Google's work with machine learning and neural networking is dipping into the creative again, this time with respect to the simple art of doodling, using a new model called "sketch-rnn." Drawing ambiguous, almost featureless stick figures and circular animal faces from memory is a natural talent for most humans, but AIs need a little help that Google is now looking to offer. They've been working on a variety of neural network training models recently with the goal of essentially teaching a robot how to not just dryly reproduce a drawing, but to understand it, learn from it, and even be able to synthesize an entirely new drawing based on the original piece. Thus far, the experiment seems to be going pretty well.
Simply speaking, Google isn't just teaching robots to draw but is seeking to teach them to draw like humans. The way that they've been trying to achieve that so far has varied, but normally boils down to feeding the model an initial sketch, then some extra information, and telling the robot that it cannot strictly reproduce the sketch and instead must create something unique. Essentially, they're making the right conditions for neural networks to use machine learning to engage in the same kind of recall and synthesis activities that are central to the processes of the human brain.
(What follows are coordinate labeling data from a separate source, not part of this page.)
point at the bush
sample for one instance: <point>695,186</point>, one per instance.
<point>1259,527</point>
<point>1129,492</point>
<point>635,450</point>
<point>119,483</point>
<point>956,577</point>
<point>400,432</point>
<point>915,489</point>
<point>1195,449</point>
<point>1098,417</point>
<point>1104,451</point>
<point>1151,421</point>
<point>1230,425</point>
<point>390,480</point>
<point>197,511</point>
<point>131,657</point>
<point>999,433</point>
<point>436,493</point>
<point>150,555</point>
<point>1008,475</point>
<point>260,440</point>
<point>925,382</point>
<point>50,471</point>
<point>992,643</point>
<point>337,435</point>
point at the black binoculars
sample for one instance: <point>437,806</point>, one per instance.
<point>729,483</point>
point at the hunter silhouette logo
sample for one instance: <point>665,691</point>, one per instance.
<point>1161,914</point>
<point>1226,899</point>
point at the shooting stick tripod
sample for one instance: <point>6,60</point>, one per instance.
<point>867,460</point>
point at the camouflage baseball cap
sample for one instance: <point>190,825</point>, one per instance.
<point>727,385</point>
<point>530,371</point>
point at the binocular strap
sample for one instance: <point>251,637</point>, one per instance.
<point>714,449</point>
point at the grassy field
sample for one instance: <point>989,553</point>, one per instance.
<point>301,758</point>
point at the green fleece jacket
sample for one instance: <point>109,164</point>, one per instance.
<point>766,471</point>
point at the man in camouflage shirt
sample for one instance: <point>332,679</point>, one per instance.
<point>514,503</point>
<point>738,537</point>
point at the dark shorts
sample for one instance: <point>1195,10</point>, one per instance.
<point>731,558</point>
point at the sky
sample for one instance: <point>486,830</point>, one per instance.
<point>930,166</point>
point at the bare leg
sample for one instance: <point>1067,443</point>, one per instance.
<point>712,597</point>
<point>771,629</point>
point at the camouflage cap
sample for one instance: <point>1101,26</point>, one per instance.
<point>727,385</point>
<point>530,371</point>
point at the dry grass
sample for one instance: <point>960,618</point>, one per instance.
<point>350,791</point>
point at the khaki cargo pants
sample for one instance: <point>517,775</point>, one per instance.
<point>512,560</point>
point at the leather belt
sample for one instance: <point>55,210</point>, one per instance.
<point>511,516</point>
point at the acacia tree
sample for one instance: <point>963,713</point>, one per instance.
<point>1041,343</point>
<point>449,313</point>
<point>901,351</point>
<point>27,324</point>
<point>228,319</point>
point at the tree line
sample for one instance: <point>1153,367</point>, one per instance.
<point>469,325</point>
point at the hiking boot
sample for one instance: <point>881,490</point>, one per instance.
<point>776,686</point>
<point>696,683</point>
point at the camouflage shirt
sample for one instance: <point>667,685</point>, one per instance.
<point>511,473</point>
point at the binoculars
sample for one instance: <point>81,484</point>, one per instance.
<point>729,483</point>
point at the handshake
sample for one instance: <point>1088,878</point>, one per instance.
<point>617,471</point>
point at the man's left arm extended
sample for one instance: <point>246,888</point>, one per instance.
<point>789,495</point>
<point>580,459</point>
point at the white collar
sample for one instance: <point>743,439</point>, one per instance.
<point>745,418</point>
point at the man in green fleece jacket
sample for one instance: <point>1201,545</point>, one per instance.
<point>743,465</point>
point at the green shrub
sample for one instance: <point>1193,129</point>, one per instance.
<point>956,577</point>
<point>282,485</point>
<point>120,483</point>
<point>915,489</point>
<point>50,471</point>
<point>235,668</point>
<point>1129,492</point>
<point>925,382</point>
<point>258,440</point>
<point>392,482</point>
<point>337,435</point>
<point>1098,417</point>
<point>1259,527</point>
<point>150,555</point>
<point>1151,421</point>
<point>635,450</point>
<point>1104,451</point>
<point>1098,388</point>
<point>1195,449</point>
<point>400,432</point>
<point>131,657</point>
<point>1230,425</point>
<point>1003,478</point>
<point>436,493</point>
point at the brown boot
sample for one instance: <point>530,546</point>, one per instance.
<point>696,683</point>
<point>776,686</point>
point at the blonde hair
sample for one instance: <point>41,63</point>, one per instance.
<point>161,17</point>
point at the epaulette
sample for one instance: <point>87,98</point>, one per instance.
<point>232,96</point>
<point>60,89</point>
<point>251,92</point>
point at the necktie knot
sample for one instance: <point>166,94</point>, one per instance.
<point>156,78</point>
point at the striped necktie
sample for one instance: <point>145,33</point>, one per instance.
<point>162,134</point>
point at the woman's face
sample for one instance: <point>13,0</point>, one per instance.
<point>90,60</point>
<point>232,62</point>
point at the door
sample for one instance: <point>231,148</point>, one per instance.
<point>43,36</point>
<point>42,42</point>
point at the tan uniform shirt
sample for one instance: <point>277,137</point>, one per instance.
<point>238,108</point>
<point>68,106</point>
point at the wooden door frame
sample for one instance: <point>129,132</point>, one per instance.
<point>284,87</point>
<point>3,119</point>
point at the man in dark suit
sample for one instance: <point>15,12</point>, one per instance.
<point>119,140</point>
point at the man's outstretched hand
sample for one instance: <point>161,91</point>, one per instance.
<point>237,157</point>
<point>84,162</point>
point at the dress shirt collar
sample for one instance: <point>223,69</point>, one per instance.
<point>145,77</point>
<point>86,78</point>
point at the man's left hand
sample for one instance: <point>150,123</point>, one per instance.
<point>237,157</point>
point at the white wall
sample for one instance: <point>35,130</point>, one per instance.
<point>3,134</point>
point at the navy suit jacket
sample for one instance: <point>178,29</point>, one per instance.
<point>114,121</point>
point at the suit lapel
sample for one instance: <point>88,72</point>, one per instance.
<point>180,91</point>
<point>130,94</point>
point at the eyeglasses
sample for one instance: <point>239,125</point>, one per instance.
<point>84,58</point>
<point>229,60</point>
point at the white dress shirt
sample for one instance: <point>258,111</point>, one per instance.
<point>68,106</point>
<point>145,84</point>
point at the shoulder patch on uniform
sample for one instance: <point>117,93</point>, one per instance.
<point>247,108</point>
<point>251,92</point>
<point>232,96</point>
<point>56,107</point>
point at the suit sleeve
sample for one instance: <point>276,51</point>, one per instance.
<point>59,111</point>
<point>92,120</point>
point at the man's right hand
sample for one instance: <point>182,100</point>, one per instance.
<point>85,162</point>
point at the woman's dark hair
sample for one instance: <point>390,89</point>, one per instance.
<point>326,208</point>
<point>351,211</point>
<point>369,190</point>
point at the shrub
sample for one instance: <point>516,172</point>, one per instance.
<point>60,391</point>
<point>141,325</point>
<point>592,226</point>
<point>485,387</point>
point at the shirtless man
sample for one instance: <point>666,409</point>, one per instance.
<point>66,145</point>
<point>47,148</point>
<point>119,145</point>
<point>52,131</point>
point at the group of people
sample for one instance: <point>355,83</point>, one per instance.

One example of that is a model that was fed sketches of a pig. After it managed to replicate the pig, it was fed sketches of a truck and was able to successfully combine the two, which is a clear example of cognitive synthesis. Another model was taught to draw a cat and was then fed meaningless noise. Despite that, it managed to cut through the noise and produce a new cat drawing. While these achievements are pretty amazing on their own, Google is having the AI channel that synthesis into creative pursuits, and laying the groundwork for future AIs that could possibly write symphonies or create great works of art that would give humans immense insight into the essence of the arts, as well as the difference between organic and artificial cognition.
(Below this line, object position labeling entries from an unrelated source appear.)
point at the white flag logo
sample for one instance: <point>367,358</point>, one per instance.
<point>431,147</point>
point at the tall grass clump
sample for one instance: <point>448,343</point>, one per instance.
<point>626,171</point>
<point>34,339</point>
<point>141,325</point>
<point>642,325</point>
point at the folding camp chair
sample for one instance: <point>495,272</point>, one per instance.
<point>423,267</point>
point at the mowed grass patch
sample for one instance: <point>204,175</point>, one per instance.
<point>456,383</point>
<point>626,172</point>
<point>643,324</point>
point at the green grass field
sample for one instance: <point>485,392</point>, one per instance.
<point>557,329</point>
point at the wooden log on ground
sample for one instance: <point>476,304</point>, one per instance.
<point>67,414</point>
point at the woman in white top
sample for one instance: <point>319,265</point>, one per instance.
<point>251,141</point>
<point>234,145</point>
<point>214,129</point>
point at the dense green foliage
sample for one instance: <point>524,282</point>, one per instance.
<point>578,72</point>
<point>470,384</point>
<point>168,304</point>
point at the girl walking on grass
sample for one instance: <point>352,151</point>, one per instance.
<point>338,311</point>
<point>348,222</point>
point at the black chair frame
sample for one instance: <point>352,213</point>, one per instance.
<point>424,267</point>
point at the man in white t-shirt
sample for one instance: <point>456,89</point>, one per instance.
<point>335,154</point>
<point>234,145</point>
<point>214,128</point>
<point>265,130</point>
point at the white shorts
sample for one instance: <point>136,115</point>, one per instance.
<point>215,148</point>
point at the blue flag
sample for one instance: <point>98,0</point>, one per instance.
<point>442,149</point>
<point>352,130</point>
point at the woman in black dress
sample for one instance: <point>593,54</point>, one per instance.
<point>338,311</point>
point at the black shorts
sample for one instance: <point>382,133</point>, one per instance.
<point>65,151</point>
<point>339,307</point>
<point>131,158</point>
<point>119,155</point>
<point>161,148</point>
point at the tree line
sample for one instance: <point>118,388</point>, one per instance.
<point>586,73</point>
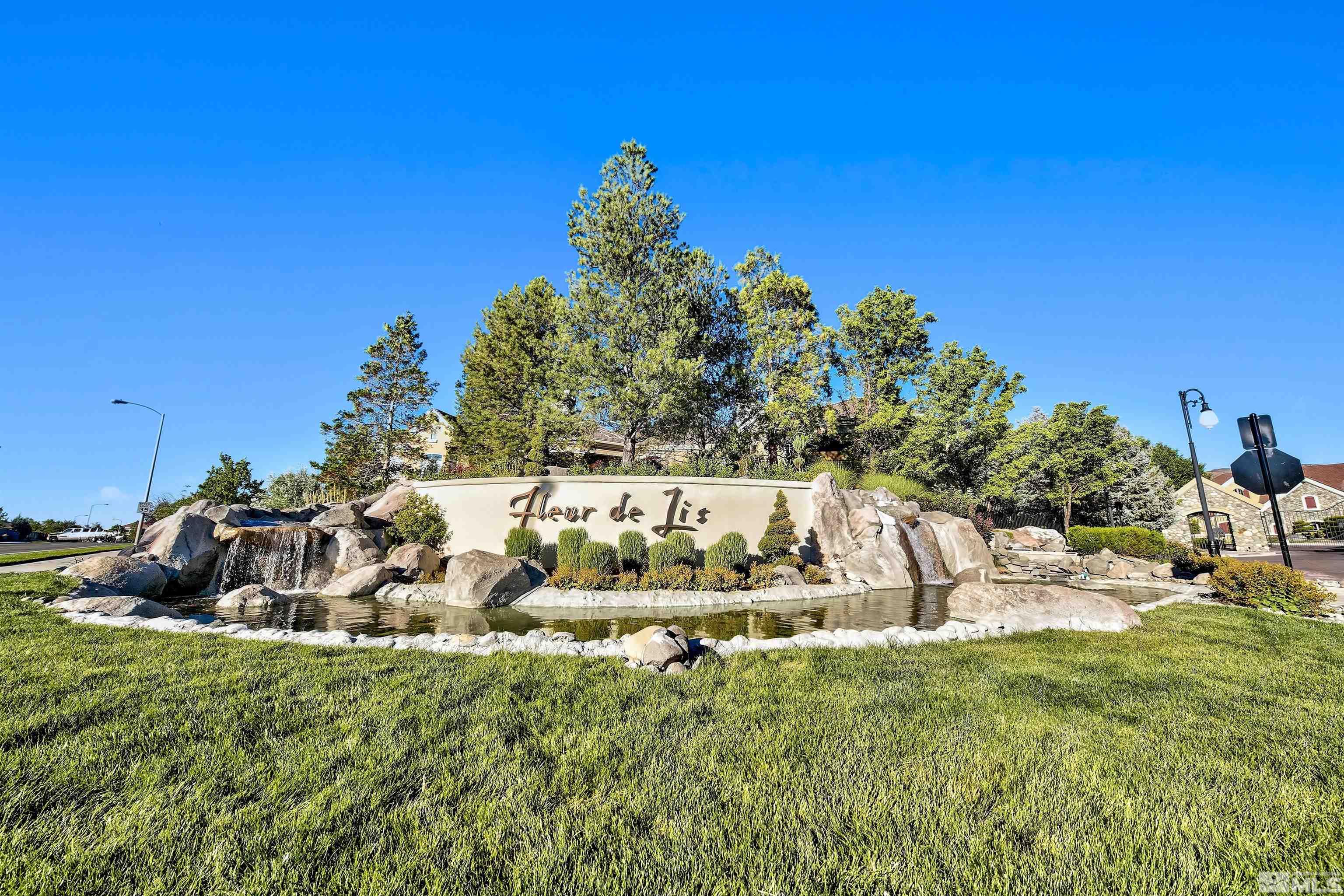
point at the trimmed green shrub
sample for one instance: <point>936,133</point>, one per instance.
<point>718,579</point>
<point>779,538</point>
<point>600,556</point>
<point>635,550</point>
<point>844,476</point>
<point>523,543</point>
<point>1130,540</point>
<point>593,581</point>
<point>678,577</point>
<point>1189,562</point>
<point>1253,584</point>
<point>729,553</point>
<point>683,546</point>
<point>569,545</point>
<point>662,555</point>
<point>812,574</point>
<point>420,522</point>
<point>902,487</point>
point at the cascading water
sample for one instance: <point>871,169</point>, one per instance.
<point>928,558</point>
<point>276,556</point>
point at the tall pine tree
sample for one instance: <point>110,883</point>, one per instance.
<point>634,347</point>
<point>375,441</point>
<point>510,399</point>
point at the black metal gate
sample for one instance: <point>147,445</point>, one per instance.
<point>1222,531</point>
<point>1324,526</point>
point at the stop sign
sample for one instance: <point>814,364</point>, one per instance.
<point>1285,472</point>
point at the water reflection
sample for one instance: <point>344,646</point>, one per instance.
<point>921,608</point>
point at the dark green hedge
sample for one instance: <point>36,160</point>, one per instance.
<point>1131,540</point>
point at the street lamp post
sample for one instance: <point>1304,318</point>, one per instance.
<point>1209,421</point>
<point>89,516</point>
<point>140,523</point>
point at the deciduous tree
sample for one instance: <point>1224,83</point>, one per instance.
<point>960,416</point>
<point>1061,460</point>
<point>888,344</point>
<point>230,483</point>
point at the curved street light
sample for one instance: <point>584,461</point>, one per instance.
<point>140,522</point>
<point>1209,421</point>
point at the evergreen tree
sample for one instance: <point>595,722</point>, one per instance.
<point>960,416</point>
<point>889,347</point>
<point>510,399</point>
<point>375,441</point>
<point>1174,465</point>
<point>1058,461</point>
<point>230,483</point>
<point>1141,494</point>
<point>780,536</point>
<point>634,347</point>
<point>791,352</point>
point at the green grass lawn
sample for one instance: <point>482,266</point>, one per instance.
<point>1183,757</point>
<point>11,559</point>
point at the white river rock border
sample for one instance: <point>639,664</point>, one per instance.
<point>566,644</point>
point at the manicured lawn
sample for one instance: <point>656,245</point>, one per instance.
<point>1180,758</point>
<point>11,559</point>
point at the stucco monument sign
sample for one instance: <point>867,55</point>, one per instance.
<point>480,512</point>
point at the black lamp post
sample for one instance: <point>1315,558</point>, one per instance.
<point>154,462</point>
<point>1209,421</point>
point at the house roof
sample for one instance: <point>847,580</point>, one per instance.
<point>1328,475</point>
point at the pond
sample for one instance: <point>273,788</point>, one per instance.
<point>921,608</point>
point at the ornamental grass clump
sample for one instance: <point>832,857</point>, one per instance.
<point>600,558</point>
<point>569,545</point>
<point>780,536</point>
<point>683,547</point>
<point>843,476</point>
<point>634,550</point>
<point>420,522</point>
<point>523,543</point>
<point>1253,584</point>
<point>662,555</point>
<point>729,553</point>
<point>1127,540</point>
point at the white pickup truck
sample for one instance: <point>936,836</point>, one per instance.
<point>82,535</point>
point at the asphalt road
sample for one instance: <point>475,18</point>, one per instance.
<point>1316,560</point>
<point>29,547</point>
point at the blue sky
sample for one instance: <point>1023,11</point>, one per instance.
<point>214,215</point>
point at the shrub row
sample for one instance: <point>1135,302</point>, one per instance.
<point>1130,540</point>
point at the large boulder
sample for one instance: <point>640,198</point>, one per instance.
<point>960,543</point>
<point>858,536</point>
<point>1027,608</point>
<point>350,550</point>
<point>658,647</point>
<point>414,559</point>
<point>484,579</point>
<point>252,597</point>
<point>350,516</point>
<point>359,584</point>
<point>124,575</point>
<point>228,514</point>
<point>186,547</point>
<point>381,512</point>
<point>120,606</point>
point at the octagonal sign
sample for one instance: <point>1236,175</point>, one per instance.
<point>1285,472</point>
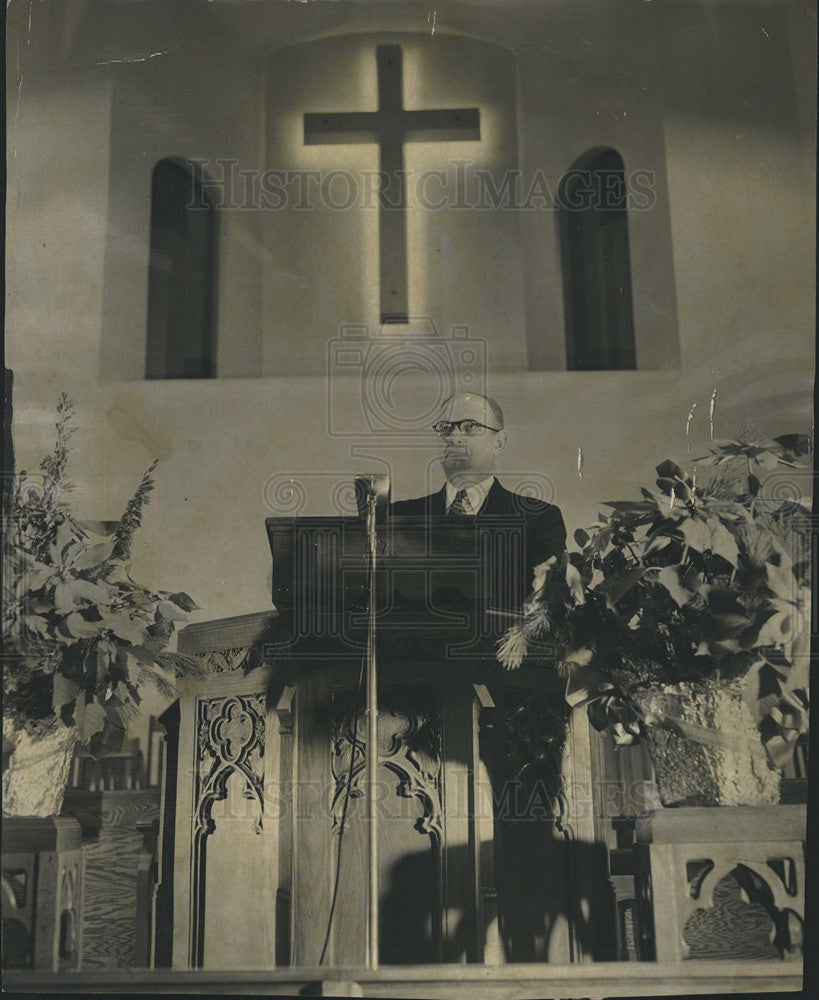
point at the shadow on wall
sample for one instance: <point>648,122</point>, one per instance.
<point>536,914</point>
Google's neural models and machine learning algorithms are able to perform an incredible number of functions, and they're even working on a project that has the goal of mimicking the human brain as closely as possible. A humanlike, self-aware AI is no longer strictly in the realm of science fiction; Google has even acknowledged this in the past by saying they are taking steps to ensure that adequate protections are in place to prevent any sort of adverse consequences, like AI making decisions detrimental to humans.